More recently, there has been an attempted rehabilitation of Little Chef by television – as is the mode – where Heston Blumenthal, celebrity Big Chef, food scientist – and direct male line descendant of Doctor Bunsen Honeydew off the Muppet Show – was called in by the new owners of the chain to inject a little vim into a roulade of pastiche, or something, and pep up the Little Chef menu using his experimental know how.

Heston Blumenthal

Heston Blumenthal

For readers unfamiliar with Heston Blumenthal, the Bunsen Honeydew reference is actually more helpful than facetious (although it is, also, fairly facetious). Heston runs a restaurant called The Fat Duck, where he has pioneered the art of wilfully over-complicated gastronomy: Bacon and Egg Ice Cream, for example, Snail Porridge, or, splendidly, the ‘Sound of the Sea,’ which the Daily Mail (you can tell, for all their couldn’t-make-it-up demeanour, they actually love this sort of thing) described thus:

“The seafood dish is presented on a glass-topped wooden box containing sand and seashells and consists of what looks like sand but is in fact a mixture of tapioca, fried breadcrumbs, crushed fried baby eels, cod liver oil and langoustine oil topped with abalone, razor clams, shrimps and oysters and three kinds of edible seaweed. The final touch – the culmination of Blumenthal’s experiments exploring the relationship between sound and the experience of eating – will be the iPod so that diners can listen to the sound of the sea while they eat.”

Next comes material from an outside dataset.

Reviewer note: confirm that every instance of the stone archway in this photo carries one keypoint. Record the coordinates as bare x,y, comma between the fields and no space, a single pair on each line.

Doesn’t that sound amazing though? Predictably, for such a bleeding edge confectioner, the programme ended in semi-triumph. Heston had visited his first Little Chef to discover that they didn’t even have pans any more. Everything is cooked in a factory somewhere and reheated on-site, on a vast griddle, presumably to claw back costs on inconveniences such as kitchen porters, second chefs, cleaners, etc.  He gamely gave it a go, but when a restaurant chain lacks such basics as actual cooking implements, it seemed unlikely that a man known for firing eggs from a mortar at decelerating jet engines to achieve the optimum omelette consistency would be able to offer anything other than a whimsical ‘vorsprung durch technik’ wry thumb over the shoulder at The Way We Were. Or perhaps at least an impressive but inedible A-team-styled improvisation with petrol pumps, griddle scrapers and soil.

He didn’t really do the egg, mortar and jet recipe, but it’s the sort of thing he might, and a very appealing image. However he has, against some odds, re-tooled the menu at a Little Chef in Popham near Basingstoke, with moderate success and an option to expand his re-tooling should it prove profitable – although for some reason I keep imagining the dish “Burnished Turd, on a bed of False Expectations with a Jus of Over Ambition”. Anyway. It was with all of the foregoing in mind that we sat down to break our fasts on a misty morning in the north east of England.

M’Colleague Simon agreed to take part in a tribute to Heston, the Fat Duck and Little Chef. He had ‘Pancake Breakfast’, which seems slightly disingenuous given the actual absence of pans (a still scarcely believable fact, confirmed by the waitress), and I had the ‘American Style Breakfast’, which had pancakes bolstered by scrambled egg and bacon. We both got a jug of maple syrup to provide flavour to the food and coffees.

We decided that the ultimate complement to our meal would be to recreate a Heston Experience, in a tableau we could call ‘The Sound of the Griddle’.

Simon is listening to ‘Nine to five’, by Dolly Parton.

Simon is listening to ‘9 to 5’ by Dolly Parton.

Mark is listening to ‘Don’t fear the reaper’ by Blue Oyster Cult.

Mark is listening to ‘Don’t fear the reaper’ by Blue Oyster Cult.

Gratifyingly, there was the consolation of lollipops, traditionally only presented to those emptying their plates. The Little Chef website promises “Bring your healthy appetite and we’ll make sure you leave ready for your journey,” which, on consideration, is not an idle boast.